1 Introduction

The recent Open Data Barometer reportFootnote 1 states that “open data is entering the mainstream” and “the demand is high”. Several concrete initiatives and assessments witness that open data, if correctly adopted, can be an extremely powerful driver of innovation for improving different public sectors as well as impacting scientific progresses. Nevertheless, the presence of (linked) open data is not equally distributed in all public sectors. For instance, in the context of the agriculture and food sector in Italy – that has seen some recent development in other European countries, such as Russia [4] – the management of the European Union (EU) quality schemes for agricultural and food products – i.e., PDO (Protected Designation of Origin), PGI (Protected Geographical Indication) and TSG (Traditional Speciality Guaranteed) – is not fully automatized, and no standards are used in the definition of policy documents (or product specifications) that regulate them.
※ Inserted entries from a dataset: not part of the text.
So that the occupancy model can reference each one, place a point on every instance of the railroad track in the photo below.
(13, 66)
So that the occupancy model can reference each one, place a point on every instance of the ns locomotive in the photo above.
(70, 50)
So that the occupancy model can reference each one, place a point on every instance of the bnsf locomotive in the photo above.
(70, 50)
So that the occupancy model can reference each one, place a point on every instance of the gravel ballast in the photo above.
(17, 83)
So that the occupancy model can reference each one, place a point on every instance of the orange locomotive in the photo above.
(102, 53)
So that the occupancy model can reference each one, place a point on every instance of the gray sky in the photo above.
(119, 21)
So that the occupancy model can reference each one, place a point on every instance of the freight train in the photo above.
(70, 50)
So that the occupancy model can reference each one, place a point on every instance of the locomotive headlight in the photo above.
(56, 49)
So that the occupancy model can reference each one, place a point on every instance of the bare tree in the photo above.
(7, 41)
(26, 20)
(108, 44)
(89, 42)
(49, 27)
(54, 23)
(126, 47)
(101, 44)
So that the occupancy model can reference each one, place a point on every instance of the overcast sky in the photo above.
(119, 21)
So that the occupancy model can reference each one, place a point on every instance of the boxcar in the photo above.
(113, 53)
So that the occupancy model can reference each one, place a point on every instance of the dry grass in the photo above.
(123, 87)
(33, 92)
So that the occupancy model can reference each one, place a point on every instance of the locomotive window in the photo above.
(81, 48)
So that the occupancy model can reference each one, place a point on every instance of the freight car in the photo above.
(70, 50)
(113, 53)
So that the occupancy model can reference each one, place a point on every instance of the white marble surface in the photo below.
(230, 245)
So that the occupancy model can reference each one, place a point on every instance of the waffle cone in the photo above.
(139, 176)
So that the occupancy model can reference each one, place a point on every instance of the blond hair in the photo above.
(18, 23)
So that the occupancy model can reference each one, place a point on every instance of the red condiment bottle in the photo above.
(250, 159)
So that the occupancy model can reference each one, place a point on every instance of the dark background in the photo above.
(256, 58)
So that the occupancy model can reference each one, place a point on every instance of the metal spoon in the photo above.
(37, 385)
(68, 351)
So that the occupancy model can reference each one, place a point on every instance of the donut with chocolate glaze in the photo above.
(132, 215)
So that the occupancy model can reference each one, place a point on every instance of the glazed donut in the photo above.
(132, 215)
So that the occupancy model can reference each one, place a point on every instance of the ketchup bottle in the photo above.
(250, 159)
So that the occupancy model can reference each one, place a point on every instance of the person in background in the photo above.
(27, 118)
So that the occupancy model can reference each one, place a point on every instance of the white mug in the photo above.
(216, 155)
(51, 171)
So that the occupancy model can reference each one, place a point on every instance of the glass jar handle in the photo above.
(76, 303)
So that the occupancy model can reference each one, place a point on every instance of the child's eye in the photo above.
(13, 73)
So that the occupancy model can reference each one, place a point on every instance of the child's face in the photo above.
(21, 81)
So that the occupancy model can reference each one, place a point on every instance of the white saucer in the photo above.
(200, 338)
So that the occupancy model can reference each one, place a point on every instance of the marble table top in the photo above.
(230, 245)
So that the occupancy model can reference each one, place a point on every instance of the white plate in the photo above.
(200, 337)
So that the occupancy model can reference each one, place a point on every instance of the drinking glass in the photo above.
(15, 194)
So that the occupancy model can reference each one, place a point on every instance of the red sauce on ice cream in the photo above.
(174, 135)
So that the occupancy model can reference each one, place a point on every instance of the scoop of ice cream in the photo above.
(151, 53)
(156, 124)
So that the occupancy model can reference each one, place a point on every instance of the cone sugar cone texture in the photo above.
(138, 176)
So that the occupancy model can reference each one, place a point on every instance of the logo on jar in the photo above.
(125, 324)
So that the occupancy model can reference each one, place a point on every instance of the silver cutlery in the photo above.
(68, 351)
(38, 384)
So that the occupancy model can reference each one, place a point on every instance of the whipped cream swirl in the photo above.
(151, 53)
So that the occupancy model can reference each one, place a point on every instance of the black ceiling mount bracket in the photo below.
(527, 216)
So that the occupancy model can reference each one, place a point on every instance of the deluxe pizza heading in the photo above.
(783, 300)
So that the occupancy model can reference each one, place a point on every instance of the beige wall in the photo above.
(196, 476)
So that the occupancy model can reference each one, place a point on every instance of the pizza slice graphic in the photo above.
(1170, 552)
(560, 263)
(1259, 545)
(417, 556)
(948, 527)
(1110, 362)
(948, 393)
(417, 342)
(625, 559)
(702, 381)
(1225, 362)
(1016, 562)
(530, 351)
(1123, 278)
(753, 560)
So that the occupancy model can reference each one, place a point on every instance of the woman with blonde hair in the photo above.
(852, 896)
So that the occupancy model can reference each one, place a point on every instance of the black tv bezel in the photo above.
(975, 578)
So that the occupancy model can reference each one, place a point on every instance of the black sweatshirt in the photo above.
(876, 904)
In this context, the Ministry of Agriculture (MIPAAF), the Italian Digital Agency (AgID), and our laboratory conceived and carried out a project named FOod in Open Data (FOOD)Footnote 2. The main goal of FOOD was to extract the data contained in the textual content of the policy documents of Italian agricultural PDO, PGI and TSG products that were available online in PDF, and to make them available as LOD. According to informal interviews done by the MIPAAF, the potential impact and the advantages perceived by all the actors of the project are threefold. On the one hand, the availability of interoperable LOD can pave the way to the construction of new applications, targeting for instance food frauds detection, and production and distribution traceability of quality products. On the other hand, it poses the basis for outlining a proper standardization process for the definition of product specifications. Finally, the use of common models for describing such data can improve the interoperability achievable in the data exchange between MIPAAF and other Public Administrations, which may publish the same type of data on a territory base.

In this paper we describe the artefacts (available in [5]) produced as outcomes of the FOOD project, ended in 2015. First, a set of ontologies were developed following a methodology that makes use of well-known Ontology Design Patterns (ODPs). Second, a semi-automatic process for producing and publishing LOD, compliant with the developed ontologies, was carried out on more than 800 policy documents of the Italian quality products.
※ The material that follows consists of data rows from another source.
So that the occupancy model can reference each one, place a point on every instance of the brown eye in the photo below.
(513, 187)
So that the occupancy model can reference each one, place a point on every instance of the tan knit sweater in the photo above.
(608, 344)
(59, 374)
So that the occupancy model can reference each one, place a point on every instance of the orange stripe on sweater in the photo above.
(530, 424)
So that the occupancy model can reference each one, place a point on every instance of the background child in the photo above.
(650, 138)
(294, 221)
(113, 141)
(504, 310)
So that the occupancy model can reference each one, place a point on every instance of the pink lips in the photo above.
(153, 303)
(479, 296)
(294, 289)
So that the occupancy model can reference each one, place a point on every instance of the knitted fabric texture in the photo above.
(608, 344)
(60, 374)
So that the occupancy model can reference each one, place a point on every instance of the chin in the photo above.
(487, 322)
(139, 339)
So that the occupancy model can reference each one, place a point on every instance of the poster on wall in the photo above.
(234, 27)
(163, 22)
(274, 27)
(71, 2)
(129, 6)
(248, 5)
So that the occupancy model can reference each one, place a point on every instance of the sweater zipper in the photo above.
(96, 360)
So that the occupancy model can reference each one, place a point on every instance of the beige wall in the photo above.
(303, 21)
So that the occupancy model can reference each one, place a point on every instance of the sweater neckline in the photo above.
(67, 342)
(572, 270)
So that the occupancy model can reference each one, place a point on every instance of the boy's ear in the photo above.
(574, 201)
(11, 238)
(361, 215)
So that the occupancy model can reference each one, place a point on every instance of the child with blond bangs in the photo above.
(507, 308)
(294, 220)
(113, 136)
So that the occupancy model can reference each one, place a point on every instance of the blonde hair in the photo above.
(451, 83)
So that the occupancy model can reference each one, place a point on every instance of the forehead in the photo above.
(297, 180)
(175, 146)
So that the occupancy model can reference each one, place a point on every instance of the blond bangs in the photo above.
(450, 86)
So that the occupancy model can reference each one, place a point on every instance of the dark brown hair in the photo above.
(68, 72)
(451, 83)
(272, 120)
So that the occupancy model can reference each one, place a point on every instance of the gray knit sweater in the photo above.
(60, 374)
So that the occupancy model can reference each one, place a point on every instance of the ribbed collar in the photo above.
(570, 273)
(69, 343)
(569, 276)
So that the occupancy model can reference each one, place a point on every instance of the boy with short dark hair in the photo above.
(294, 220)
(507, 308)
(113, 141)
The rest of paper is structured as follows. Section 2 introduces the ontologies and the methodology that was adopted. Section 3 describes the process we employed to produce and publish the LOD datasets, compliant with the defined ontologies. Section 4 discusses examples of reuse of FOOD’s ontologies and data and finally, Sect. 5 concludes the paper.

2 FOOD Ontologies

The process adopted for the development of the ontologies for describing the Italian policy documents was mainly based on the eXtreme Design methodology [7], which is a a collaborative, incremental, iterative method for pattern-based ontology design, which we used in several projects in the past. The ontologies developed were also aligned with other existing models, i.e. AGRO-VOC, DOLCE, DBpedia and Wordnet. The development process was organised in few steps, illustrated as follows.

In the first step, two ontology engineers analysed the large set of source policy documents about agricultural products – more than 800 documents available in either PDF or DOCX – involving domain experts of MIPAAF and AgID so as to identify the main high-level concepts characterising the domain. In addition, they also considered the EU schemes for protected namesFootnote 3 so as to take into account how they are organized at the European level. Three main interlinked classes have been defined as result of this analysis:

  • ProtectedName, i.e., a trademark label (e.g., “Abruzzo DOC” for a particular Italian wine), issued by an authority granted for certifying agricultural products and foodstuffs, that typically belongs to a certification scheme (i.e., PDO, PGI, TSG);

  • Type, i.e., a possible type for certain products (e.g., “white” or “red” for wines);

  • Product, i.e., the agricultural product or foodstuff (e.g., “Abruzzo DOC red wine”) which has a type, refers to a protected name disciplined by a certain policy document, and is described in terms of its raw materials (the particular wine varietal used) and physical/chemical/organolectic characteristics (colour, smell, flavour, etc.).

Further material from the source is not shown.